When does a Lipschitz condition fail for a DE?

[marellasunny]

could you give an example where the Lipschitz condition fails,like when there is a periodic forcing function?
I'm thinking the Lipschitz condition would fail for a non-autonomous differential system because period-2 orbits exist for 2D non-autonomous continuous dynamical systems,which means the uniqueness condition that the Lipschitz criterion so vehemently describes in DE does not hold for non-auto systems.

How does one explain this mathematically? Intuitively, I could say uniqueness of solution curve exists because of phase change due to the periodic forcing function. But,which theorem states this mathematically?

for example,take the non-autonomous differential system:
$$\frac{\mathrm{dx} }{\mathrm{d} t}=x^3 + aSin(\omega t)$$
$$|f(t,u)-f(t,v))|\leq L|u-v|$$
$$u^3 - aSin(\omega t)-v^3-aSin(\omega t)$$
$$|u^2+uv+v^2||u-v|\Rightarrow |u^2+uv+v^2|\leq L$$

 

[HallsofIvy]

Are you clear on what the "Lipschitz" condition is? It is a condition on functions, not differential equations: A function has the "Lipschitz" property, or "is Lipschitz", on interval [a, b] if and only if there exist a number, c, such that $|f(x)- f(y)|\le c|x- y|$ for all x and y in the interval.

The "Fundamental Existence and Uniqueness Theorem" for differential equations says that the if f(x,y) is continuous and is Lipschitz in y (x constant) in some neighborhood of $(x_0, y_0)$, then equation dy/dx= f(x, y), has a unique solution satisfying $y(x_0)= y_0$,

I don't know where you got the idea that "non-autonomous" equations do not hav unique solutions. That is certanly NOT true. Such equations have unique solutions in the same conditions as autonomous equations.

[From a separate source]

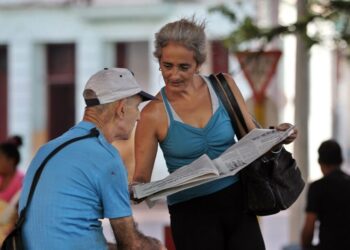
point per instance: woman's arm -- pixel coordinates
(146, 142)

It is true that to apply the "existence and uniqueness" theorem to systems like dx/dt= f(x,y,t), dy/dt= g(x,y,t), you have to look at the equation
$$\frac{dy}{dx}= \frac{g(x,y,t)}{f(x,y,t)}$$
so the theorem will not apply where f(x, y, t)= 0.

 

[marellasunny]

Are you clear on what the "Lipschitz" condition is? It is a condition on functions, not differential equations: A function has the "Lipschitz" property, or "is Lipschitz", on interval [a, b] if and only if there exist a number, c, such that $|f(x)- f(y)|\le c|x- y|$ for all x and y in the interval.

The "Fundamental Existence and Uniqueness Theorem" for differential equations says that the if f(x,y) is continuous and is Lipschitz in y (x constant) in some neighborhood of $(x_0, y_0)$, then equation dy/dx= f(x, y), has a unique solution satisfying $y(x_0)= y_0$,

I don't know where you got the idea that "non-autonomous" equations do not hav unique solutions. That is certanly NOT true. Such equations have unique solutions in the same conditions as autonomous equations.

It is true that to apply the "existence and uniqueness" theorem to systems like dx/dt= f(x,y,t), dy/dt= g(x,y,t), you have to look at the equation
$$\frac{dy}{dx}= \frac{g(x,y,t)}{f(x,y,t)}$$
so the theorem will not apply where f(x, y, t)= 0.

But HallsofIvy, in the diagram I have attached,I show a period-2 orbit in a 2D continuous phase space. Notice that the orbit loops onto itself. This kind-of orbit cannot exist in autonomous systems because there will be no uniqueness as time progresses. So,my question is whether such a orbit exists in non-autonomous systems? I can intuitively guess that they do exist in N.A systems because there will be a phase change in the solution and so one can say that the solution curve is unique when it loops onto itself. How can I explain this uniqueness in N.A systems using Lipschitz condition? I wrote an example of Lipschitz uniqueness for non-autonomous systems and the coefficient is bounded.Does this suggest something?